The "cost" of playing in a rich setting is that stuff happens around you.
With years of Traveller exposure, the more common tactic of producing settings that are on the brink on something big that *never happens* because the published timeline will never move is now far more annoying to me. I don't have a problem with "but I can never be important!" arguments because they are, in Traveller, patently false. Sure, you can never be EMPEROR, but that job is frankly pretty boring in a gaming context. You want to be a Duke? We can swing that, even if certain *specific* Duchies aren't available. Business magnate? Pah, the Imperium is swimming in them, so there is always room for one more...
I've run wartime games, and rather like the ability to tell my players that such-and-such system is under seige and prob... scratch that,
absolutely not safe to travel to. My favorite was set in Daibei in the opening moves of the Rebellion, but I am now running a "Wars of Ambition" game in Arzul (courtesy of The Traveller Map and a bit of UWP editing).
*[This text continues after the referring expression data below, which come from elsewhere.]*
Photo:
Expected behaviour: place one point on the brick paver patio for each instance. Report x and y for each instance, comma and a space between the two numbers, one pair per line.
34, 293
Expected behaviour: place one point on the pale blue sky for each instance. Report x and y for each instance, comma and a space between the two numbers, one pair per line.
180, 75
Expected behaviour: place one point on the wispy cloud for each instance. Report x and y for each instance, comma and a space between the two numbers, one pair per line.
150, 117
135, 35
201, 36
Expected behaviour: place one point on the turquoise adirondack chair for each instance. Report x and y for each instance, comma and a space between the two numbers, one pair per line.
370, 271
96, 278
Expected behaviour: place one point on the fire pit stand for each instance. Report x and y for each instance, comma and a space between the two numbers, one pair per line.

The Third Imperium (and the First and Second) as a setting has long been the strength of Traveller. Some argue that it IS Traveller. As game settings go, it is not static, not small, and not overly micromanaged. We play in the setting because of those things. The various publishers and vast fanbase have the big picture, the wheel of stars and empires, covered. Now what are you doing about the airlock in front of you?